第一章 半妖の少年 残党狩り
3.残党狩り
出発の時刻より前には姫様を待ち合わせ場所で待っていた。護衛を付けていないことがバレるとまた面倒なことになるのでいつも裏門が待ち合わせ場所となっていた。
「待たせたねユキ」
「いえ、そのようなことはございません姫様。」
綺麗な着物に身を包んだ姫様が笑顔で声を掛ける。明らかに戦闘向きの服でないがそれでも問題ない。納得させるだけの実力が彼女にはあった。しかし出会った頃には普通に甲冑を纏っていたはずだが、どのような心境の変化であろうか。
「今日もお似合いでございます」
「そう今日も似合ってるか。ふふっ..」
着物を褒めるとまた一段と彼女は笑顔になった。初めて着物で狩りに言った時にそのことに触れなかったら烈火の如く怒り始めたので、それ以来彼女がおめかしした時は褒めるのを忘れないようにしている。

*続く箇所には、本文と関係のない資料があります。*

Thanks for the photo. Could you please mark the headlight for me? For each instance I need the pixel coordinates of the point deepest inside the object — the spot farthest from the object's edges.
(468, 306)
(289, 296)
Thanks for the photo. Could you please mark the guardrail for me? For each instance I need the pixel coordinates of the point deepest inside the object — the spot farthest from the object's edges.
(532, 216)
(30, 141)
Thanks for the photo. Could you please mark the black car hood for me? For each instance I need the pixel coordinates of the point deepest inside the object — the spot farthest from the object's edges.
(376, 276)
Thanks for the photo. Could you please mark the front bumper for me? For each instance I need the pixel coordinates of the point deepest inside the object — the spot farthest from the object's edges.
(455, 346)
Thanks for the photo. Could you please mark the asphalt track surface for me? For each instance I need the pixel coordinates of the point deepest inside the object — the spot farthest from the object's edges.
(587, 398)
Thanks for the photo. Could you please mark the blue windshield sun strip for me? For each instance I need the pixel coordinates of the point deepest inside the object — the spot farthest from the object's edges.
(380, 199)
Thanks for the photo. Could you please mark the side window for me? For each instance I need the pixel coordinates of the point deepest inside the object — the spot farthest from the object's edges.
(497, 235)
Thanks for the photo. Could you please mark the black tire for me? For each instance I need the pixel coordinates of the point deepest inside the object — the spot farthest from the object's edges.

それからしばらくして、森に入り蜘蛛の残党を見つけ狩りを開始した。もちろん普通の蜘蛛ではなく子供でも体長が1mはあろうかという大蜘蛛である。妖は様々な種類が存在し、その中には人語を喋る者もいる。この間退治した大蜘蛛の親分は辿々しくではあったが言葉を喋っていた。人語を理解するレベルになるともう普通の者では対処できないため、自分たちに依頼がしてくるしかなくなる。しかしその依頼も目の前の姫様にとっては簡単な者であった。
「蜘蛛がワラワラと気持ち悪い..まとめて始末するね」
そう言って姫様が刀を振るうと蜘蛛の子らが青い炎によりすごい勢いで焼け死んでいった。不知火家は代々刀に炎を灯す力を持っており、その炎により通常の攻撃が効かない上位の妖にも対抗することができた。その中でも不知火 雅は相当の火力を誇っており、他の者は赤い炎だが彼女の刀は青く燃え盛っている。刀を振るい青い火の玉を飛ばすことで大量に沸いている子蜘蛛を蹴散らしていた。僕の出番は特にない。あったとしてもやれることは少なく自分は必要なのかと考えてしまう。
「あらかた片付けたし、そろそろお昼にする?。今日もユキが作ってくれたご飯が楽しみ!」
結局、子蜘蛛達をほぼ一人で狩り終えた姫様はそう言うと森の中にある川沿いの開けた岩場に向かい腰を下ろした。食事については専用の係がいるのだがこうして二人で出かける際は僕がお弁当を作るのが定番となっていた。
「相変わらず美味しい…。ユキが作る卵焼きは絶品だね」
「ありがとうございます姫様」
いつも彼女は僕のお弁当を褒めてくれる。戦闘では任せっきりなので彼女が喜んでくれるのが役に立っているようで嬉しかった。
お弁当を食べ終わった後、川辺で休憩していると何かに気づいたように姫様が顔を上げた。
「どうやらあの大蜘蛛はつがいだったみたいだね。狩りの時はしなかった気配がビンビンしてる」
「姫様どう致しますか?一度屋敷に帰って準備を整え..」
「準備?そんなものは必要ないよ。このま行こうユキ、それとも私だけでは不安?」
「そのようなことはございません姫様。」
先日の大蜘蛛退治に大軍を出したわけだが、結局彼女一人で十分だった。形式的に護衛が付いたわけだが彼女の攻撃に巻き込まれないように徹するのみで逆に邪魔でさえあったのではないか。僕もその一人であるわけだが..
そのような経緯があるため、否定はしなかったが姫様が規則を破っても怒られるのは彼女ではなく、彼女を止められなかった僕なのである。ちなみに彼女を止めようとするとあの眼力で睨まれるため、結局は同じことであった。そんなこともありため息を吐きながら僕は姫様と共に気配の主の所へ向かうのだった。
−誰にも邪魔なんてさせない–
やはりその言葉が僕の耳に入ることはなかった。